Dopo la storica esposizione del 1953 e dopo quella del 2001, 250 opere, molte delle quali mai uscite dalla Francia. Un vero e proprio excursus cronologico nella sua tormentata vita e produzione. Davanti agli occhi del visitatore, l’evoluzione del linguaggio artistico di questo indiscusso ed egocentrico maestro del XX secolo, tra dipinti, sculture, fotografie, disegni, libri illustrati e, persino, stampe. Tutto questo è la mostra Pablo Picasso. Capolavori dal Museo Nazionale Picasso di Parigi, al Palazzo Reale di Milano fino al prossimo 6 gennaio.
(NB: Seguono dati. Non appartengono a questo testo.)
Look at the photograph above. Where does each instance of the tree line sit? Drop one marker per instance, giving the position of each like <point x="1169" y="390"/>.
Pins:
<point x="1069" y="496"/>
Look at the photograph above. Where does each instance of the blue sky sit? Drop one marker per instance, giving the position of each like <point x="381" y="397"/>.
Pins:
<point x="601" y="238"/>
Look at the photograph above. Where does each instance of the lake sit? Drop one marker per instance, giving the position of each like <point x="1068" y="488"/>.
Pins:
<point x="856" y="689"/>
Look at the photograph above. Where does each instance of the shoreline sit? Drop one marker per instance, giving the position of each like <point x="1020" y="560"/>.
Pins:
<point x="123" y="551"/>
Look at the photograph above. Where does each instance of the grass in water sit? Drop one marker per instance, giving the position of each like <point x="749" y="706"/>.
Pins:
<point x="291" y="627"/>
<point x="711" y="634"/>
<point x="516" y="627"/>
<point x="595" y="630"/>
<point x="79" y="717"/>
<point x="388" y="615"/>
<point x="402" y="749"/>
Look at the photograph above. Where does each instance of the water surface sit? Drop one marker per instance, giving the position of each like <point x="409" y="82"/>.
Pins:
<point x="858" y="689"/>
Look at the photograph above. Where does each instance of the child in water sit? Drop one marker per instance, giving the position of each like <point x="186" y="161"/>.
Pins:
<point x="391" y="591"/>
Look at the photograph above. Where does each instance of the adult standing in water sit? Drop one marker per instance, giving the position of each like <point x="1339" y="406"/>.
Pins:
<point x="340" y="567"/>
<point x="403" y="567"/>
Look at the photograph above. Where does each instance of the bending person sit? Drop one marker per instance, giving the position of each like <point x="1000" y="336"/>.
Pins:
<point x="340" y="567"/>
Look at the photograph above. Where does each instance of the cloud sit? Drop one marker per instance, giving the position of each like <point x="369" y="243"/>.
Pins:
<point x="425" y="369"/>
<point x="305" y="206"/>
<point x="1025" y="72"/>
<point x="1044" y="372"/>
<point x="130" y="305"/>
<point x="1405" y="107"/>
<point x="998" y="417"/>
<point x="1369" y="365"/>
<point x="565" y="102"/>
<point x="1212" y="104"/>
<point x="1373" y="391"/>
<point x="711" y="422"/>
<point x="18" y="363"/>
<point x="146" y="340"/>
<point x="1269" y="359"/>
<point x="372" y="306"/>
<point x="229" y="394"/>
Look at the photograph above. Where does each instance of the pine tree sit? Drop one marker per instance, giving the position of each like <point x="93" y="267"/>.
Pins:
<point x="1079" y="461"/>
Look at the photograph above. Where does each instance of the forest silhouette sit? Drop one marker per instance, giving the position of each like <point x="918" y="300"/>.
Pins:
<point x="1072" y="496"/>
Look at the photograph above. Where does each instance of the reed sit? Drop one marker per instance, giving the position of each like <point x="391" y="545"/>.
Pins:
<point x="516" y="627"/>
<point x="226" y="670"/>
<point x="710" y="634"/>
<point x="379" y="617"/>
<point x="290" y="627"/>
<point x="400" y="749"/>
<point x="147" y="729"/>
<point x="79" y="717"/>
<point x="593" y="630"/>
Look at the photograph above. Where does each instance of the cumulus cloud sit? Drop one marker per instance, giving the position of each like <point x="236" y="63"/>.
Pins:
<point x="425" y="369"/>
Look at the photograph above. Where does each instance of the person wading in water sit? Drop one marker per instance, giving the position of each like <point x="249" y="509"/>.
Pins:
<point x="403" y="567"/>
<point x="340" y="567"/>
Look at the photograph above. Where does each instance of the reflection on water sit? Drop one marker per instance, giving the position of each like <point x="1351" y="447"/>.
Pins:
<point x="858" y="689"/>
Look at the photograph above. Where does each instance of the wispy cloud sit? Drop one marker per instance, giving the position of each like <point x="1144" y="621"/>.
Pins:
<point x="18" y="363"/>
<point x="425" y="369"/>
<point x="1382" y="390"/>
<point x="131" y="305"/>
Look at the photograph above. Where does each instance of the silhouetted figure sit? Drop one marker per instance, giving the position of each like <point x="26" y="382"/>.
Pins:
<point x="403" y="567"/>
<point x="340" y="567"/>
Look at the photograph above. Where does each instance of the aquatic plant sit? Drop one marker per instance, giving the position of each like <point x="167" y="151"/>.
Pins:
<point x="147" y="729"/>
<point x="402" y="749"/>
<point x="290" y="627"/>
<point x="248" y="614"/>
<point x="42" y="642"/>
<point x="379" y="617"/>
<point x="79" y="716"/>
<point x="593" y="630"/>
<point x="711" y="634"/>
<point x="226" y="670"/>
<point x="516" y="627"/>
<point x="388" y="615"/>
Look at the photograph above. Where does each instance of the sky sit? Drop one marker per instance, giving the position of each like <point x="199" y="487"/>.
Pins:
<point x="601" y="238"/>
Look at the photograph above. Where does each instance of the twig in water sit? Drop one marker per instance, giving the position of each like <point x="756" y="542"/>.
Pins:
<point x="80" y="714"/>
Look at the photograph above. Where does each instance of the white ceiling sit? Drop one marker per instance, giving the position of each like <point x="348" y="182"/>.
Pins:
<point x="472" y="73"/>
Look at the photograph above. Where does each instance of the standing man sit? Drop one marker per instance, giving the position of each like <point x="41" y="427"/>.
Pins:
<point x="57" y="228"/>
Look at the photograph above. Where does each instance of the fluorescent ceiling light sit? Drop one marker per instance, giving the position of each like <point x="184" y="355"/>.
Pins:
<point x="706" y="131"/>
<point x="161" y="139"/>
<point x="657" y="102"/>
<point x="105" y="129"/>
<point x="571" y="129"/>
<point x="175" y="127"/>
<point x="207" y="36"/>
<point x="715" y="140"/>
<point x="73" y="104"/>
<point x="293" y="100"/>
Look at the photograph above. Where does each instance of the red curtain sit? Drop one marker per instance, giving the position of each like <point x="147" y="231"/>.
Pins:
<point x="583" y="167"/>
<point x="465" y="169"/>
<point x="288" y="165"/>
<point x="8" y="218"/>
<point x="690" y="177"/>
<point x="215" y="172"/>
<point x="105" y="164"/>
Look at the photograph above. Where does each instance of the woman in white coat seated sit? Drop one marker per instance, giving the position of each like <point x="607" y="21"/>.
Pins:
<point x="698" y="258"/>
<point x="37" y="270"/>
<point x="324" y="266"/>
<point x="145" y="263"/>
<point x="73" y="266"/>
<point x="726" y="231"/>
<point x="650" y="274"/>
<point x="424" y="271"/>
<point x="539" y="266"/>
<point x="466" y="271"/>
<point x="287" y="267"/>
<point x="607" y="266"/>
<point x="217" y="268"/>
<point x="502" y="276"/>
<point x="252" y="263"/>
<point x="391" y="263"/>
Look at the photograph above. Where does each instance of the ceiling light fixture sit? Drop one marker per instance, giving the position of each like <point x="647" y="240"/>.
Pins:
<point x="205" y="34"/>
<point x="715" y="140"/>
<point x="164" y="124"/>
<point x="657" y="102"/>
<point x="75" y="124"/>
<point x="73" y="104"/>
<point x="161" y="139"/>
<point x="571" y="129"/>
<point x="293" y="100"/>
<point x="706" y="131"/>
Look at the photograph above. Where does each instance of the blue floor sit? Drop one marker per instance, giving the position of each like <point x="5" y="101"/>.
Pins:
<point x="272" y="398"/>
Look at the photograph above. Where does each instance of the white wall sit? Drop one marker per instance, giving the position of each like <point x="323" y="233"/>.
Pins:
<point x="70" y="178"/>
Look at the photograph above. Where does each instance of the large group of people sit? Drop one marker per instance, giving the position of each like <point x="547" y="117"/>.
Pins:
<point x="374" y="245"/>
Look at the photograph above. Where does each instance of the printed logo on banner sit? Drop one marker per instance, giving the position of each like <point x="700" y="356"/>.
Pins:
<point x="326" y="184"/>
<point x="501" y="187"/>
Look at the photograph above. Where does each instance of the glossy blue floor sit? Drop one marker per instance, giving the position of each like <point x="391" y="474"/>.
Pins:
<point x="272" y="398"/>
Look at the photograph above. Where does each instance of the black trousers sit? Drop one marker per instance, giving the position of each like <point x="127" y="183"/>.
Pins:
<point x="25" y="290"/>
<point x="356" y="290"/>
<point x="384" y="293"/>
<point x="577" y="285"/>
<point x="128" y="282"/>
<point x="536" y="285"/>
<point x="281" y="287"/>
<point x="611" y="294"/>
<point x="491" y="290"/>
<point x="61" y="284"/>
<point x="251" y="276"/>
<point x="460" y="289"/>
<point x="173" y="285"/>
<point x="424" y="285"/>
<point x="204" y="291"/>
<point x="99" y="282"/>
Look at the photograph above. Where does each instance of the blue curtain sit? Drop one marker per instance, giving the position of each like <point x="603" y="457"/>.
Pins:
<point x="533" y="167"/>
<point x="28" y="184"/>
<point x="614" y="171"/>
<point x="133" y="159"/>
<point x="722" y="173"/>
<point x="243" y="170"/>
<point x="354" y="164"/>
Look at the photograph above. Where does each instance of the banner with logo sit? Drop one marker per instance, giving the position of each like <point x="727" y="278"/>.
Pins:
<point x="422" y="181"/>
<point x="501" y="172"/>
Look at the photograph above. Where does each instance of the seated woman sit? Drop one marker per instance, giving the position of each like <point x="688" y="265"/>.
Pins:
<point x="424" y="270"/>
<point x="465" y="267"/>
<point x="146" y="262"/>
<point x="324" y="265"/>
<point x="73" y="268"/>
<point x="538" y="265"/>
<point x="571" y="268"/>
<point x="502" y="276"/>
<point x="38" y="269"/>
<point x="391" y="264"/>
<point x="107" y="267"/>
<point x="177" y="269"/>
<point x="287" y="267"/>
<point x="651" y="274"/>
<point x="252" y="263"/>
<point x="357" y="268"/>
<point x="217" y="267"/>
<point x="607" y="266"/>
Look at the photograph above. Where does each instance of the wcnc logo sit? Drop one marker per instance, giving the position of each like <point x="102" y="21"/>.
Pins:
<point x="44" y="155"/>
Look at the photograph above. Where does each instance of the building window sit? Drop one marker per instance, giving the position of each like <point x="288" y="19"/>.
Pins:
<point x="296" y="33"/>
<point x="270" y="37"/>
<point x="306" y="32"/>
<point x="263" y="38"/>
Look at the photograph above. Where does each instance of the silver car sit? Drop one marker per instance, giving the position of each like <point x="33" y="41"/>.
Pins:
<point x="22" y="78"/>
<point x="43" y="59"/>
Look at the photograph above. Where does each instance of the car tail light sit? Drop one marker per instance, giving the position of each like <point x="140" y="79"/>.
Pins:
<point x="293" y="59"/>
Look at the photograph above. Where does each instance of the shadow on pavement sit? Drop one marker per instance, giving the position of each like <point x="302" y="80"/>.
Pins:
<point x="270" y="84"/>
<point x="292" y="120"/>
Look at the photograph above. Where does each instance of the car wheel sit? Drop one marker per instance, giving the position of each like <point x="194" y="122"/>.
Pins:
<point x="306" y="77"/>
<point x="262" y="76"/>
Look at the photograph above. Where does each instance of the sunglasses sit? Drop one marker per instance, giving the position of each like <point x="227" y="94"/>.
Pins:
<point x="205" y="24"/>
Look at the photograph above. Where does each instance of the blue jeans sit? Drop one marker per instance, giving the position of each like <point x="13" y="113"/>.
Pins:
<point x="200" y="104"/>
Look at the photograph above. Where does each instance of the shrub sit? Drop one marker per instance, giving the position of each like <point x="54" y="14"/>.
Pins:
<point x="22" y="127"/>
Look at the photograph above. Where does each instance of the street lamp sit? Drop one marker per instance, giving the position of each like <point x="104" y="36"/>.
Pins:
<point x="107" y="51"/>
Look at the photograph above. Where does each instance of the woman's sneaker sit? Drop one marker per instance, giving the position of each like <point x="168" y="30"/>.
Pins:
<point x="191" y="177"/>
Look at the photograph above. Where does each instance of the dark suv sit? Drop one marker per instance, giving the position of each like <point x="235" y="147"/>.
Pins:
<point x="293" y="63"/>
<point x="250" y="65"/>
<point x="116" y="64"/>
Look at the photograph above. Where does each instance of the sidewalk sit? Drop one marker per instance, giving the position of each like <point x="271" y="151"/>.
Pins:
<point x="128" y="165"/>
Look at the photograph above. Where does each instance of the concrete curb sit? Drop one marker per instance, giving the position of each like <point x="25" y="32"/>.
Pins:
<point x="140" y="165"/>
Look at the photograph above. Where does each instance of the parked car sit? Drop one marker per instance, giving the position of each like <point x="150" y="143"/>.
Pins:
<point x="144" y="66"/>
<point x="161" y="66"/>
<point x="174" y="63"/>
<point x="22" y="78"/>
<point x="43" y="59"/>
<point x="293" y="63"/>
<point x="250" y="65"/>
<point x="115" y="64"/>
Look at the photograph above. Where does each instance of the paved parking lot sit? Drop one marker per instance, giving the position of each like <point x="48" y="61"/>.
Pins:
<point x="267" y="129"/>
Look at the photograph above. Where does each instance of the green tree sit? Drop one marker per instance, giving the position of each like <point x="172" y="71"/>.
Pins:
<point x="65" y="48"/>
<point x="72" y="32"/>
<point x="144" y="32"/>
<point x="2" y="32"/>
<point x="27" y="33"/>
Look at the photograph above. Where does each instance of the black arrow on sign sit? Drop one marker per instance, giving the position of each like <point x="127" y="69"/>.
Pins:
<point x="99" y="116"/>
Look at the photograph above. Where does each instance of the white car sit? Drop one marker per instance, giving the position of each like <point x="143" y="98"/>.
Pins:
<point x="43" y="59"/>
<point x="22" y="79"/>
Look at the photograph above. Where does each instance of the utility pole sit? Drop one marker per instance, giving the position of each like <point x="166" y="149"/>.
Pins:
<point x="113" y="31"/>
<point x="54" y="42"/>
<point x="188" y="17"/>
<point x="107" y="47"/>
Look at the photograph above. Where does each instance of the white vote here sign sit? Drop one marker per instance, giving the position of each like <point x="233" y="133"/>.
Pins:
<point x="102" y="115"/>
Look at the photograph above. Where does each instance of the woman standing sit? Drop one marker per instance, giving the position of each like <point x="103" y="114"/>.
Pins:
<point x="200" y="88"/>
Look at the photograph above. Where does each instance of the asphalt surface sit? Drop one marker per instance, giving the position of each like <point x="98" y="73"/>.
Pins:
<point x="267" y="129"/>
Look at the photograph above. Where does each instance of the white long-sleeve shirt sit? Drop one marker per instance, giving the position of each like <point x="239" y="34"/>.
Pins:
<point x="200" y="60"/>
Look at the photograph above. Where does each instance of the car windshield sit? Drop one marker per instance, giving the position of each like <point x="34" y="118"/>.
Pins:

Dopo una retrospettiva sulla mostra del ’53, estremamente suggestivo il vero inizio della mostra. La sala delle Cariatidi. Corpi di donne, senza volto, martoriati dalle bombe. Si moltiplicano all’infinito e si riflettono ovunque negli specchi. Sembra di poter udire le loro grida, straziate dal dolore. Ma, nonostante gli orrori della guerra, accogliere, con immenso amore materno, Guernica. O meglio: una sua riproduzione, tramite sovrapposizione fotografica delle fasi di realizzazione. Dora Maar, una delle tante donne di Picasso, la fotografa di questa documentazione.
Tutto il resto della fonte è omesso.